Die meisten mieten die Server , da man ja kein <1ms Ping hat. Die Server sind ja an der Verteilung vom Internet in Frankfurt etc. angeschlossen  Du hast ja ein Ping über 10-20ms


----------



## Elentro (9. Dezember 2013)

*AW: [Teamspeak 3] Kann plötzlich nicht mehr auf eigenem Server joinen?!*

Ok, ich hab jetzt gesehen, dass ich die dydns-Adresse im Router (in meinem Fall Fritz!Box) "registrieren" muss (meine nicht die Portfreigaben) siehe dieses Video (Minute 8:00): Tutorial TeamSpeak3 Server erstellen und hosten online stellen Fritz.Box No-IP - YouTube
Doch bei mir gibt die Registerkarte "Dynamic DNS" gar nicht :o Es gibt nur "Portfreigaben" und "Fritz!Box-Dienste" :O

Wo finde ich das?


----------



## JPW (9. Dezember 2013)

*AW: [Teamspeak 3] Kann plötzlich nicht mehr auf eigenem Server joinen?!*

Dann wird der Server trotzdem nur erreichbar sein, wenn dein PC an ist. 

Größere TS Server sind gemietet und laufen auf echten Servern in Rechenzentren die den ganzen Tag an sind.


----------



## MaxRink (9. Dezember 2013)

*AW: [Teamspeak 3] Kann plötzlich nicht mehr auf eigenem Server joinen?!*

So ein Server zum selbst nosten gibt es bei netcup GmbH - Ihr Partner fuer Webhosting, vServer, Server, managed Server, Domains, Penetrationtesting, Programmierung, Webdesign, Servermanagement schon für 4,95€ im Monat.


----------



## kero81 (9. Dezember 2013)

*AW: [Teamspeak 3] Kann plötzlich nicht mehr auf eigenem Server joinen?!*



Elentro schrieb:


> Hallo,
> 
> und zwar habe ich gestern einen ganzen Tag (!) alles für meinen neuen Clan eingerichtet: Homepage, Logo, Banner, Teamspeak 3 Server.


 
Ist jetzt nicht böse gemeint... Das alles an einem Tag?! Hast Du überhaupt Content auf der Page?! Und aufgrund deiner ganzen Fragen solltest Du dir evtl. überlegen den Clan wieder dicht zu machen.
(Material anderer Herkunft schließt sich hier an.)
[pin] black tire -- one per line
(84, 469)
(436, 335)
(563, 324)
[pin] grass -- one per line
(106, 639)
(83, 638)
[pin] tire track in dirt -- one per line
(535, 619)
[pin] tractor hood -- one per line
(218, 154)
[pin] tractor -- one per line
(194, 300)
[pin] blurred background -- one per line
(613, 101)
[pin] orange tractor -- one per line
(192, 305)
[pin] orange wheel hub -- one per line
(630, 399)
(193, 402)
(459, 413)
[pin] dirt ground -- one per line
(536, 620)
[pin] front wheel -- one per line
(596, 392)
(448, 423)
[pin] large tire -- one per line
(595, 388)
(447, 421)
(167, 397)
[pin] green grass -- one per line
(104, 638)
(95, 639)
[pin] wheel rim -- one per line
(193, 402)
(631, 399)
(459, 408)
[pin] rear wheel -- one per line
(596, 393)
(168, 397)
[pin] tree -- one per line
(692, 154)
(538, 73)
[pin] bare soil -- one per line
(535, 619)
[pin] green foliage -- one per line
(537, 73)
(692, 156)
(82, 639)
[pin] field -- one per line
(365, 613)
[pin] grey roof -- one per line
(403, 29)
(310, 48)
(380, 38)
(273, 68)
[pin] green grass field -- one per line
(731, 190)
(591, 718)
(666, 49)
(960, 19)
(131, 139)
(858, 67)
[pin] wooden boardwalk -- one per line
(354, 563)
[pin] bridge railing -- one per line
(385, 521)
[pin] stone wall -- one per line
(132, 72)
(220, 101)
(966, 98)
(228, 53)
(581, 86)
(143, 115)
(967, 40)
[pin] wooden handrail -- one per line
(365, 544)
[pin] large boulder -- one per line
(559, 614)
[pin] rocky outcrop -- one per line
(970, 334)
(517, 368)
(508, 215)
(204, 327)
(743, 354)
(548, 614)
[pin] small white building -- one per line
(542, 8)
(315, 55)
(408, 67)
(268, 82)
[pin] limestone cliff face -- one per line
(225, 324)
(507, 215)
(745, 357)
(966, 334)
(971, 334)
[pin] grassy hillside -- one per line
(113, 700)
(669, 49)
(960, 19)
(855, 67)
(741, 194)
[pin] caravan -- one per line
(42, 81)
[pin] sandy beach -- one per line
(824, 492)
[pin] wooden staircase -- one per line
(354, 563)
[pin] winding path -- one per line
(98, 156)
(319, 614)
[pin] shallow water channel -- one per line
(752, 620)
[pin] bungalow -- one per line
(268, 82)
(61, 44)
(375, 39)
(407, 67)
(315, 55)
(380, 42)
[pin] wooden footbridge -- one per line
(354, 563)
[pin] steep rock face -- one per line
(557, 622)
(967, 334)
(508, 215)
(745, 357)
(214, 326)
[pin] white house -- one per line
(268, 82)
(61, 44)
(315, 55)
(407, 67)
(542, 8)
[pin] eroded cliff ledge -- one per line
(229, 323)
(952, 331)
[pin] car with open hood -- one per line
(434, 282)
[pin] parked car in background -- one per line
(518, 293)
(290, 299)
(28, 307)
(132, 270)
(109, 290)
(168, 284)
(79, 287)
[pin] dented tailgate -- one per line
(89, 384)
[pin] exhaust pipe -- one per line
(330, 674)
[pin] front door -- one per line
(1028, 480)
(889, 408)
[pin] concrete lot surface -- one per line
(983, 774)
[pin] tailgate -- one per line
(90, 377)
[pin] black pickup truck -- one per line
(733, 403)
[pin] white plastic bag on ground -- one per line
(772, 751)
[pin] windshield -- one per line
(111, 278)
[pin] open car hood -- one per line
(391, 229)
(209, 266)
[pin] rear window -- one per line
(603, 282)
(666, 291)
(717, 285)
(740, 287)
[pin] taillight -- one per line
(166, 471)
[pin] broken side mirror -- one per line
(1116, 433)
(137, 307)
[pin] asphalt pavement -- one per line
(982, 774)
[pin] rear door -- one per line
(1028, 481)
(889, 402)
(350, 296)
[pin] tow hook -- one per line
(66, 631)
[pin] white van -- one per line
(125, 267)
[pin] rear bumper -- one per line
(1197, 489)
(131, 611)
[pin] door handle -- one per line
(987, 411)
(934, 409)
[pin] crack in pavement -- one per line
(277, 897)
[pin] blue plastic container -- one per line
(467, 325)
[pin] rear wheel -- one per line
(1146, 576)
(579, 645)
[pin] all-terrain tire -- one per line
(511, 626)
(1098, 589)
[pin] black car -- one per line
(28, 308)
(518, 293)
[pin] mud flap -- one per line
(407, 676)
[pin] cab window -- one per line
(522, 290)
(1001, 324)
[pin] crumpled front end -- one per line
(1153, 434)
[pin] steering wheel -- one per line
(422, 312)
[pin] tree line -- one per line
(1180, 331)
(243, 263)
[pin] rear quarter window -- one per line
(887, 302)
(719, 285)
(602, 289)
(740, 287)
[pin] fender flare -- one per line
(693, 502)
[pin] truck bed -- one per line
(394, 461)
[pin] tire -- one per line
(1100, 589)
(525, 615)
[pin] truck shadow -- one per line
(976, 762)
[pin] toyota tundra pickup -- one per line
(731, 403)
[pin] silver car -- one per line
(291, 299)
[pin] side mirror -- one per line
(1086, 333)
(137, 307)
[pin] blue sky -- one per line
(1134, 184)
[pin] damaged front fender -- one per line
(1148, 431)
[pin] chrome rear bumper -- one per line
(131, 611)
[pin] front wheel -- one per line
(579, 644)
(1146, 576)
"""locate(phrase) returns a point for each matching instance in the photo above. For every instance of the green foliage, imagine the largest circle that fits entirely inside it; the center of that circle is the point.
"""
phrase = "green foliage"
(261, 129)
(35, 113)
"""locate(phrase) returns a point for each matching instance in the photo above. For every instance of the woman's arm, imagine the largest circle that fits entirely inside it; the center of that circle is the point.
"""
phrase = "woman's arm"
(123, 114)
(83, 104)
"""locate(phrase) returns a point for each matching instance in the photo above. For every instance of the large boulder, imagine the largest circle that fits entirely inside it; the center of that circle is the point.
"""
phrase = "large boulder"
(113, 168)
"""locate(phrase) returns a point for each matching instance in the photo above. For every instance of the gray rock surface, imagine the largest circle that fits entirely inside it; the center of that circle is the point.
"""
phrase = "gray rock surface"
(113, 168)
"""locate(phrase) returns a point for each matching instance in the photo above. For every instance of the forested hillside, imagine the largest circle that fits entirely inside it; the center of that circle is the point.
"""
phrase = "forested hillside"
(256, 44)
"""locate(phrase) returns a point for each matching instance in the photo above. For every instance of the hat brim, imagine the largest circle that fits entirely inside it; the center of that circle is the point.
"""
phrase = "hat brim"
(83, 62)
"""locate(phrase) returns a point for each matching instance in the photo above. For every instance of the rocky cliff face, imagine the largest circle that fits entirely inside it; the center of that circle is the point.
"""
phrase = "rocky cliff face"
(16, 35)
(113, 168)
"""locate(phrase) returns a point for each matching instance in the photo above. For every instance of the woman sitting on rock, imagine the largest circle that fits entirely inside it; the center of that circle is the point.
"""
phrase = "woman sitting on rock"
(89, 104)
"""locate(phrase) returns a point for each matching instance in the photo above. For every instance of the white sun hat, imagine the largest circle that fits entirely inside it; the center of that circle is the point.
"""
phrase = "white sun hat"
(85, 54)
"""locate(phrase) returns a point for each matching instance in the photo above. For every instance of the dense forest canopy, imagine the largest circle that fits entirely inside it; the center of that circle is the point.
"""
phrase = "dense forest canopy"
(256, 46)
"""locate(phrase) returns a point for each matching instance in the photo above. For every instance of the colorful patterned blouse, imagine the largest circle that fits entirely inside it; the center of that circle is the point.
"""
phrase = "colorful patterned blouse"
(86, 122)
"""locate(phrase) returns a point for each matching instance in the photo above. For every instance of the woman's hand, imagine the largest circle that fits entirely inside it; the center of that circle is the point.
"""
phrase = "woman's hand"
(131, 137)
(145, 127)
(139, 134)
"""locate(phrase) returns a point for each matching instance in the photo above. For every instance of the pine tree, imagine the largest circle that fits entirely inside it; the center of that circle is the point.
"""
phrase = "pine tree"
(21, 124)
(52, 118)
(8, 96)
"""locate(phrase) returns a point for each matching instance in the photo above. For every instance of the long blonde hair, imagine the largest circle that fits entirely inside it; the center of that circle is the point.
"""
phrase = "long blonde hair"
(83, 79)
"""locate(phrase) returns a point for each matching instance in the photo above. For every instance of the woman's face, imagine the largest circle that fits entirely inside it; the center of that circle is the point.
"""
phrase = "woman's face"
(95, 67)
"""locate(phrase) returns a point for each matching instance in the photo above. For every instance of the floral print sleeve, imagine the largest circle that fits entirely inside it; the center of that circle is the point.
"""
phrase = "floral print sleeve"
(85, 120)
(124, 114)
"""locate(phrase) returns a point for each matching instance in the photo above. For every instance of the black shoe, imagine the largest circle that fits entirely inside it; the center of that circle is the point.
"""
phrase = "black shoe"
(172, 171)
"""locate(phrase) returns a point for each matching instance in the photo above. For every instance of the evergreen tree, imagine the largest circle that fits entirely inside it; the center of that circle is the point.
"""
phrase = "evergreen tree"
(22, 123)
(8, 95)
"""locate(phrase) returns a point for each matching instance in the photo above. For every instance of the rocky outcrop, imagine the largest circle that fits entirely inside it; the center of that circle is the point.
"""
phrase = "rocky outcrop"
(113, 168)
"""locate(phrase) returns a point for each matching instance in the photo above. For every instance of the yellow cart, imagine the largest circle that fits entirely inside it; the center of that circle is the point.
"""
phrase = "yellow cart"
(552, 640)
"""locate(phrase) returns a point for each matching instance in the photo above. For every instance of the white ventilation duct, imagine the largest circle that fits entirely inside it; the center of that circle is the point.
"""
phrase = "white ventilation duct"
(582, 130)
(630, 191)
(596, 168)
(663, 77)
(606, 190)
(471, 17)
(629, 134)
Solltest Du dir einen Server mieten und hast keine Ahnung von der Materie kanns ganz schnell passieren das der Server mehr von "anderen Organisationen" genutzt wird als von dir.  Denk lieber mal drüber nach dich einem richtigen Clan mit Ahnung anzuschliessen.


----------



## Tom91 (10. Dezember 2013)

*AW: [Teamspeak 3] Kann plötzlich nicht mehr auf eigenem Server joinen?!*

Ihr könnt in der Gründungsphase ja auch einen kostenlosen Teamspeak 3 Server nutzen. Adressen findest du z.b. bei Teamspeak 3 / TS3 Server Ressource - by [tB] team Bielefeld


----------



## Elentro (10. Dezember 2013)

*AW: [Teamspeak 3] Kann plötzlich nicht mehr auf eigenem Server joinen?!*

Ok, wir haben uns jetzt einen Teamspeakserver gemietet. Nur 10 Slots und 1 Monat, wir testen jetzt erst einmal alles.
Jetzt haben wir unser Budget leider überschritten  einen 64-Mann-Server für Battlefield, einen Server für CS:GO und jetzt noch nen Teamspeak-Server...Mein armes Geld... 
@kero81 Ich habe durchaus Ahnung mit Servern etc., nur mit Teamspeak hatte ich mich noch nicht auseinander gesetzt.


----------



## MaxRink (10. Dezember 2013)

*AW: [Teamspeak 3] Kann plötzlich nicht mehr auf eigenem Server joinen?!*

Wiel viel im Monat?


----------



## Elentro (11. Dezember 2013)

*AW: [Teamspeak 3] Kann plötzlich nicht mehr auf eigenem Server joinen?!*

@MaxRink
Knapp 60€ :o
Battlefield 4-Server ca. 35€/Monat (64 Slots), CS:GO-Server ca. 15€/Monat (20 Slots) und jetzt noch einen Teampspeak-Server für 9€ (20 Slots) 
Die Gameserver laufen diesen Monat ab (ist der 3. Monat bei beiden), wir werden nur noch CS:GO verlängern...60€ ist viel zu teuer und BF4 kann man ja auch auf anderen Servern zocken


----------



## MaxRink (11. Dezember 2013)

*AW: [Teamspeak 3] Kann plötzlich nicht mehr auf eigenem Server joinen?!*

Für 5-6€ kanst du dir schon 512 Slots NPL holen, wenn du selbst hostest.
Wenn du selbst hostest, sollte auch der CS:GO günstiger gehen.
https://developer.valvesoftware.com/wiki/Counter-Strike:_Global_Offensive_Dedicated_Servers


----------